Specifically, I needed to understand how I'd actually print the layers using ASML's TWINSCAN EUV lithography system. Not how the system works at the marketing level. How it works at the level where I could specify the optical parameters, the exposure dose, the mask design, the resist chemistry, and the multi-patterning sequence. I needed to know what was physically possible and what wasn't. I needed to know what tolerances I could push and where the hard physical limits sat.
The frontier models could not give me this. They produced confident answers that turned out, on careful checking, to be wrong in important ways. Equation derivations had subtle errors. Cited specifications were slightly off from reality. Whole categories of constraint went unmentioned because they didn't appear in the public web data the models were trained on. The closer I got to the real engineering, the worse the models performed.
I realized I needed the textbooks themselves. Not summaries of them and not forum threads from a decade ago, but the actual references the engineers at ASML, Intel, and TSMC learn this material from. Bakshi on EUV lithography. Hecht on optics. Doering and Nishi on semiconductor manufacturing. Smith and Chetwynd on ultraprecision mechanism design. Real references with real equations and real specifications, downloadable as PDFs and queryable for the answers I actually needed.
So I started collecting them.
What I didn't realize at the time was that the collection wouldn't stop at semiconductor engineering. Once I had the optics and lithography references, I needed thermal management. Then radiation effects. Then satellite engineering. Then launch trajectories. Each textbook opened onto the next field, and each field had its own foundational references I hadn't read. I’d skim through a textbook and memorize the table of contents and introductory chapters.
A few weeks in, I took a break to write something I'd been meaning to write for a while: an essay arguing that the 21st century is the first era in history where pursuing polymathy is structurally viable again, because AI tools collapse the access asymmetries that made polymathy impossible in the mid-20th century. I called it The 21st Century Polymath.
While writing it, I noticed I was describing my own current behavior. The collection of textbooks I was building wasn't a side activity to StarCache. It was the actual project. The Polymath article was the thesis. The textbook collection was the infrastructure. And the thing I was using to query the collection — a local Gemma model wired to a RAG database of every textbook I'd assembled — needed a name. I called it POLY.

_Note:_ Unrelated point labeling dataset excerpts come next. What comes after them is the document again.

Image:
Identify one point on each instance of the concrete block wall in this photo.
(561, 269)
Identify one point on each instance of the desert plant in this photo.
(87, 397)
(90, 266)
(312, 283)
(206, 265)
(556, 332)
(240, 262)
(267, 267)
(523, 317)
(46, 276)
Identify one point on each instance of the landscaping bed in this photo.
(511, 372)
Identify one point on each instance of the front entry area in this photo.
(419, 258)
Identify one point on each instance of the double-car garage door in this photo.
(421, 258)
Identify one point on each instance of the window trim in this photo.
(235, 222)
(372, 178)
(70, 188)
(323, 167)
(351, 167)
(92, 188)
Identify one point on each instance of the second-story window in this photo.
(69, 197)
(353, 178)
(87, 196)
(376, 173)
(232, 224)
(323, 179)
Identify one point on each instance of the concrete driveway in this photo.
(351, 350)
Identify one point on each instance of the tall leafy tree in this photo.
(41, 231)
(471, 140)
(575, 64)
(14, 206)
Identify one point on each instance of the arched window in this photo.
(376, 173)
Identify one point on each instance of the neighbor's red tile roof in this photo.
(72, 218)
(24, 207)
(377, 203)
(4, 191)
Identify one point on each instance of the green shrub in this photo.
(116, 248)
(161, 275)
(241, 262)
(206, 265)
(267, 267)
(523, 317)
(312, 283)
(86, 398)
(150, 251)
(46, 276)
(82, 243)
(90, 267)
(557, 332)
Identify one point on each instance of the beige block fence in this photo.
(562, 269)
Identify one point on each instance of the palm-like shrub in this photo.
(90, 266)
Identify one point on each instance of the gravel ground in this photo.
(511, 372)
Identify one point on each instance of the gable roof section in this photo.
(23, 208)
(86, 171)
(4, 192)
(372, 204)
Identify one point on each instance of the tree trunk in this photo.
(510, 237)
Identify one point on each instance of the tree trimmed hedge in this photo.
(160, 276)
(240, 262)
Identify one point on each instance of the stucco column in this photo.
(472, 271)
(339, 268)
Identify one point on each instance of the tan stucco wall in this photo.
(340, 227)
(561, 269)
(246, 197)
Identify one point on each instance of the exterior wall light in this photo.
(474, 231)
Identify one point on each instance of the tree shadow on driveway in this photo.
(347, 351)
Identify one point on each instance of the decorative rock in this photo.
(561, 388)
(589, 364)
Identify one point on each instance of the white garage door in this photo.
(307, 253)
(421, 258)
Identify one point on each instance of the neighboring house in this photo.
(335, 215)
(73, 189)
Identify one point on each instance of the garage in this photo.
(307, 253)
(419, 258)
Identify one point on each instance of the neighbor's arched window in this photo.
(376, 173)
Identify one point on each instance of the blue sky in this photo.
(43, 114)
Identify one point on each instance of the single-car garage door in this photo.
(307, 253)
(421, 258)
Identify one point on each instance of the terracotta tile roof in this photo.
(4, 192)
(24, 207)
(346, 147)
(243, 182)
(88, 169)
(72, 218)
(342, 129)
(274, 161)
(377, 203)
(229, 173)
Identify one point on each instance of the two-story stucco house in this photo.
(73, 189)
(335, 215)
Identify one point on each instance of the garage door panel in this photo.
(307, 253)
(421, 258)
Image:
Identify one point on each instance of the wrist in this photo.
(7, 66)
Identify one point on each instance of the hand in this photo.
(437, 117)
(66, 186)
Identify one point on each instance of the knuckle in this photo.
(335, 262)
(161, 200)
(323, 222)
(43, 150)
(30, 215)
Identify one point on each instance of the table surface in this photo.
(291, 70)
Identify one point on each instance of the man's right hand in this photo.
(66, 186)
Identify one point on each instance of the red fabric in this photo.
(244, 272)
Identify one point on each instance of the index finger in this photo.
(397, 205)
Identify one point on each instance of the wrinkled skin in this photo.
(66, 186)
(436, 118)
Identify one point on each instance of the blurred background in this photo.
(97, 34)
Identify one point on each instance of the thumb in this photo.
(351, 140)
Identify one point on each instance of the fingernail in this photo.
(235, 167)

The collection kept growing. I expanded beyond semiconductor and physics references into mathematics, biology, medicine, engineering, law, philosophy, history, and trades. Once I'd seen the structure of one field, I wanted the structure of all of them. I checked whether anyone had already built a modern version of this. The closest things are archival. The Long Now's Manual for Civilization is a crowd-sourced shelf of roughly 3,500 books at The Interval in San Francisco, but it's weighted toward cultural canon, philosophy, and science fiction, and it's built for preservation rather than active technical learning. The Survivor Library leans heavily on 19th and early-20th-century public-domain material. Neither is a modern, professional-grade reference set you could write down as a list and learn a field from today.
So I built it. Three months of curation. 3,000 professional-grade textbooks across every major domain of modern human knowledge. Millions of pages and roughly 1.5 billion words of curated, expert-authored, expert-validated reference material. The Civilization Library.

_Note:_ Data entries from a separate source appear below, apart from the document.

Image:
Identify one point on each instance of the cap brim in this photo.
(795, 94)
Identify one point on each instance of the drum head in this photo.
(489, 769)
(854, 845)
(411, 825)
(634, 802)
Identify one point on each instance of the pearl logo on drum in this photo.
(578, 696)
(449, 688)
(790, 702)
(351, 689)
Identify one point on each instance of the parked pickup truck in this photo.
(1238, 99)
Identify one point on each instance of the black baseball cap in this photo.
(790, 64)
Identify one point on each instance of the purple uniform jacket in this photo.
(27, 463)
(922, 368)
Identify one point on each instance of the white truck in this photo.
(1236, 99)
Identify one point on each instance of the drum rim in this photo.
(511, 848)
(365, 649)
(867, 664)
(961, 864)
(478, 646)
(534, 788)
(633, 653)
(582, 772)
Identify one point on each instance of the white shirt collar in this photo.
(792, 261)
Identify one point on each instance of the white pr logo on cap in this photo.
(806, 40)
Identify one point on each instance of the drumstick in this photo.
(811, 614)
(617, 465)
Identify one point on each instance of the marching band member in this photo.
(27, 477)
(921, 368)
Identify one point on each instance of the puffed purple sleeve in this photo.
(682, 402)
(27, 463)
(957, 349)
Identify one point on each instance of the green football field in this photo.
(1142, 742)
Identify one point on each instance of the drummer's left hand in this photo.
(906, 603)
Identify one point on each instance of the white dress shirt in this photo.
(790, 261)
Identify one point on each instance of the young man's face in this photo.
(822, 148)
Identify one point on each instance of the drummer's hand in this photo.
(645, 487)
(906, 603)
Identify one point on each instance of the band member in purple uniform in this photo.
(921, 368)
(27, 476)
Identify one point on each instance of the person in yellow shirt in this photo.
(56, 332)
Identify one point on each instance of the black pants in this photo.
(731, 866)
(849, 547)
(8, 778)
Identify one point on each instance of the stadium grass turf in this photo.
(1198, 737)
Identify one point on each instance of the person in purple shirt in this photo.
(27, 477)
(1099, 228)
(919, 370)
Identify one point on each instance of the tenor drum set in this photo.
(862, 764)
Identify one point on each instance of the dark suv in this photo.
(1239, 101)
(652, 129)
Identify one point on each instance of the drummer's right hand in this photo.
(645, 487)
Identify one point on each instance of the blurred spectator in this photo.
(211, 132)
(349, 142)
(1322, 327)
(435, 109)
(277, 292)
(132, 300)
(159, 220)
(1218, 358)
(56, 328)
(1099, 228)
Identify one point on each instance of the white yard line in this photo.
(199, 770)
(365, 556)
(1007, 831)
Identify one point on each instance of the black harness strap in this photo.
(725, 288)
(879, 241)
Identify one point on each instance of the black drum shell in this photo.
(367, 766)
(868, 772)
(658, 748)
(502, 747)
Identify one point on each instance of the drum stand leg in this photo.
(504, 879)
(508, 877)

Building the list took two months of going back and forth with every frontier model, pushing each candidate against four tests: foundational, comprehensive, modern, and actually used by experts today. Another month went to edge cases, the gaps no model thought to mention, which I closed by following my own curiosity until the structure felt complete. I cleaned and processed every file by hand. I could have automated that, but the manual pass was the point. I skimmed each book, absorbed its table of contents and introductory chapters, and indexed it into my own memory as I placed it. The library was being built in two places at once, on disk and in my head. Every book earns its spot.
The original goal was to design a chip. The actual project turned out to be assembling the substrate that lets a single mind navigate the totality of human knowledge.
I'm still going to design the chip. I just have a better library now.